The differences in what you get with each company’s plans make an apples-to-apples comparison difficult. One way to look at pricing differences between the two is to consider what $12.50 per user per month gets you:

  • From Microsoft, you get the Microsoft 365 Business Standard subscription, which includes Teams with all its features including meetings and video calls for up to 300 people, plus Outlook, Word, Excel, PowerPoint, SharePoint, and OneDrive for Business, plus the Windows-only Publisher and Access apps.
  • From Slack, you get a Business+ subscription, which supports unlimited users and includes more Slack features than the Pro plan but fewer than the Enterprise Grid plan — and no productivity apps.

Top takeaways: Based on pricing, Teams has a significant advantage that could grow even stronger if the economy slows and IT spending contracts. If you’re already getting Teams included in an Office 365 or Microsoft 365 subscription, you may find it difficult to justify to your bosses why the company should also pay for Slack, despite its many great features.

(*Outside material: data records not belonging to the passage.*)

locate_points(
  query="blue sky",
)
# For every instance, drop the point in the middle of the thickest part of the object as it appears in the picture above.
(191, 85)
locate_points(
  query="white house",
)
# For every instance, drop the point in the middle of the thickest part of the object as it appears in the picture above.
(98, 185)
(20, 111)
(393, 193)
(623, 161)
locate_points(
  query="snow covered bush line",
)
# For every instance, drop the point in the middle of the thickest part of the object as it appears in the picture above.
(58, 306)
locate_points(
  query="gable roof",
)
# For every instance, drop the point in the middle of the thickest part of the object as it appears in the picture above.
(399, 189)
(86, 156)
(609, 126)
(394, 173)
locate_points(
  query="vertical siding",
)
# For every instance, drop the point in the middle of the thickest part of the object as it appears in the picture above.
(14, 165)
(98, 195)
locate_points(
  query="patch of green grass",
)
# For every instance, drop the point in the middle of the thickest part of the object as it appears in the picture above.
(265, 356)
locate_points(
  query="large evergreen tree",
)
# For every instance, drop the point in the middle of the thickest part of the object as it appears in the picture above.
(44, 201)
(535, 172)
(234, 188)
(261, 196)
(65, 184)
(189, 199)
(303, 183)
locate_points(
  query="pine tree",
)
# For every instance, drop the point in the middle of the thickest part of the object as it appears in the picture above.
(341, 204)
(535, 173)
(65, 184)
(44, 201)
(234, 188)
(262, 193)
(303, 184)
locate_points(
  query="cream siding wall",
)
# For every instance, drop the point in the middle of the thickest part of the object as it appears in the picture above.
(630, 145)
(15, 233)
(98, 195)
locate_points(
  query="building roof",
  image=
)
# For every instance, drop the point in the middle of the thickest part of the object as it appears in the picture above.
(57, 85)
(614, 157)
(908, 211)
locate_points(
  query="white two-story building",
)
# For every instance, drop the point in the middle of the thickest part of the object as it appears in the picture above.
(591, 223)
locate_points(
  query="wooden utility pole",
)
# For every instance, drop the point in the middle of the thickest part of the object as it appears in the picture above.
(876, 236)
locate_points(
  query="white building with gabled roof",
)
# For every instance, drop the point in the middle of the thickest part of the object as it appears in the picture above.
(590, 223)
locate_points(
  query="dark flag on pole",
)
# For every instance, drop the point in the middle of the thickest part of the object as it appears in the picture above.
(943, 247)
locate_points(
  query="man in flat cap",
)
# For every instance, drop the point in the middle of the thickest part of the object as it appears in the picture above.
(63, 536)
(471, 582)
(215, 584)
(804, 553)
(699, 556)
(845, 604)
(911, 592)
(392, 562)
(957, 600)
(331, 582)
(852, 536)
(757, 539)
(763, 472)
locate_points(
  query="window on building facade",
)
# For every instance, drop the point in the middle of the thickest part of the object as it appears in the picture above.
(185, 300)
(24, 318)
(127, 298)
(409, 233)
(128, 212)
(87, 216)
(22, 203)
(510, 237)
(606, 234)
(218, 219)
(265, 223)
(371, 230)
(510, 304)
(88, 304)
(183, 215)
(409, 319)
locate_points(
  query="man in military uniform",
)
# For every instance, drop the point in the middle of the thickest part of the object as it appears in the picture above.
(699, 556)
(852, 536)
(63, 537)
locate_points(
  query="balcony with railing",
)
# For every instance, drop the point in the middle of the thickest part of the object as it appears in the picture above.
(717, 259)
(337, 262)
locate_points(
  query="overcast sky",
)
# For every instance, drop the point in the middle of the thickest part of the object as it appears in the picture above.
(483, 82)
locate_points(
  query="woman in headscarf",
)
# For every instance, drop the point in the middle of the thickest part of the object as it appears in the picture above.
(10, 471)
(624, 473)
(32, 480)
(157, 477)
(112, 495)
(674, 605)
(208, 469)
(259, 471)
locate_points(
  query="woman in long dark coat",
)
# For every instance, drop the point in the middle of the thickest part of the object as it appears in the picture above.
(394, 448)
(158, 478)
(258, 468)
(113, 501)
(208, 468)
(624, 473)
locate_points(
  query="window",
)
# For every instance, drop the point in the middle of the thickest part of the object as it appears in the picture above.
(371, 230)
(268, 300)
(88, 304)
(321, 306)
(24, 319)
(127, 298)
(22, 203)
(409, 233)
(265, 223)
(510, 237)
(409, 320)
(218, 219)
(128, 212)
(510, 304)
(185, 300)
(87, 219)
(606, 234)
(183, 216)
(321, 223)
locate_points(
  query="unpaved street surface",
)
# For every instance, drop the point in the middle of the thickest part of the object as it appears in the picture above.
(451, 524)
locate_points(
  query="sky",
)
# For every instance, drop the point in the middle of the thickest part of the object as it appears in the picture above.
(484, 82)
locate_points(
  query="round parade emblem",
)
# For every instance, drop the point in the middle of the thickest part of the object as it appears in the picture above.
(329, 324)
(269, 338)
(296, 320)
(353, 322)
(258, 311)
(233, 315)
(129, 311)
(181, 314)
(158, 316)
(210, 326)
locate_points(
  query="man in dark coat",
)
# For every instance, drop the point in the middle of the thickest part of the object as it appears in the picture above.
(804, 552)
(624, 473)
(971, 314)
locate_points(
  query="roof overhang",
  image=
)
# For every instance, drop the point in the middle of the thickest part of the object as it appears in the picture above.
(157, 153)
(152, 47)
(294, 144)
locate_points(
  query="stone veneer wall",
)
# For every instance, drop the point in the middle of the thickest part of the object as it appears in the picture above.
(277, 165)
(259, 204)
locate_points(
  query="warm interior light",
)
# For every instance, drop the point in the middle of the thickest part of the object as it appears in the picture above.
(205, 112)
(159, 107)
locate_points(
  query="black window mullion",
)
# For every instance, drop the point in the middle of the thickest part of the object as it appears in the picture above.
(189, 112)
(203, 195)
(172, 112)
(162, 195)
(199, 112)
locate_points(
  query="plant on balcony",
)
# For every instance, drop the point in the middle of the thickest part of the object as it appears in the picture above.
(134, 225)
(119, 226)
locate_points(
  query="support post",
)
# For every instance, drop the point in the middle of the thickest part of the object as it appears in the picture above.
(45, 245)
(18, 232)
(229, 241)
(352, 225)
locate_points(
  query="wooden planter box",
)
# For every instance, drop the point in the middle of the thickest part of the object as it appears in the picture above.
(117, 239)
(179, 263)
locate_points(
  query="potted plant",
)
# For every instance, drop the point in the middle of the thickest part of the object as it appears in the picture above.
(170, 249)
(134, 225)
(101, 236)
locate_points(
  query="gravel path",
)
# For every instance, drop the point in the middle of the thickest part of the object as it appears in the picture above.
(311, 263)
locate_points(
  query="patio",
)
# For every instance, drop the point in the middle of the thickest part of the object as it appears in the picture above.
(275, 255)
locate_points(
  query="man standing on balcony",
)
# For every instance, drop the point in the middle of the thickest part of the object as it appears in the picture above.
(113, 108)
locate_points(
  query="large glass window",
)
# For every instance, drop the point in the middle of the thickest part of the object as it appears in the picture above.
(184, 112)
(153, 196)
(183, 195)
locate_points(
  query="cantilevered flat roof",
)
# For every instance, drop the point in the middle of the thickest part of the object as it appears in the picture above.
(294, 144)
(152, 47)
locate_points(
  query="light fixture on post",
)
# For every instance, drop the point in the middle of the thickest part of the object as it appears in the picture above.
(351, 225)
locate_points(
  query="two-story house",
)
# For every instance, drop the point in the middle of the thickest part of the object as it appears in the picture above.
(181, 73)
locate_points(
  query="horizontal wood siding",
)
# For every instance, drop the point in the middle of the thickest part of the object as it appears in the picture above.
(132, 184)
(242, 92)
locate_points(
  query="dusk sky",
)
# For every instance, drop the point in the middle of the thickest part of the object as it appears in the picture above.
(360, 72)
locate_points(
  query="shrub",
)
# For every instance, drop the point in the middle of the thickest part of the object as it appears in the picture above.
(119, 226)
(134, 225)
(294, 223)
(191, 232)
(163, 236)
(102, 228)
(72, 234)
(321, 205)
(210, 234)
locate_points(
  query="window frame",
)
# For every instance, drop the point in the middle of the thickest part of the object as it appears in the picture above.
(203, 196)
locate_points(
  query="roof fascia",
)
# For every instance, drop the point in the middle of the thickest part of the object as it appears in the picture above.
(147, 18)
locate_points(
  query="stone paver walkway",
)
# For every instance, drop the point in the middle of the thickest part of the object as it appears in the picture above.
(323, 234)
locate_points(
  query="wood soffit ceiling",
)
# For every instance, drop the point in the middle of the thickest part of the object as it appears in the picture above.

If your organization has settled on Google Workspace or another office suite instead of Office, however, Teams’ cost advantage disappears. And if your company uses Salesforce, you may want to opt for Slack for the superior integrations — and expect even closer integration as time goes on.

Slack vs. Teams: Feature comparison

Final recommendations

As we mentioned earlier, some companies use both Slack and Teams. But that approach adds complexity and cost and isn’t a viable option for most organizations. If that’s true for you, here are our recommendations:

When it comes down to it, Slack and Teams are more alike than they differ. In many cases, both offer some version of the same features, either natively or through an app integration. And if one is missing a feature you need, chances are it will be added sooner than later, given the heated rivalry. The one thing you should pay attention to is: how much will an integrated service add to your total cost?

If you’re already deep in the Microsoft 365 world, Teams is a great choice. If nothing else, give Teams a sustained trial before deciding.

That said, a growing subset of Microsoft 365 customers are using Slack. According to data from access management platform Okta, 32% of its customers that use Microsoft 365 also use Slack, up from 32% in 2020, 31% in 2019 and 28% in 2018. And of Slack’s enterprise customers, 76% are also Microsoft 365 customers, according to data from Slack’s analytics team.

If you’re not beholden to Microsoft, you want to avoid vendor lock-in, you’re a Google Workspace shop, or you’re heavily invested in Salesforce, Slack is the way to go. It’s an excellent choice for those who prefer a "best-in-breed" technology stack, and it’s particularly popular among SMBs and tech companies.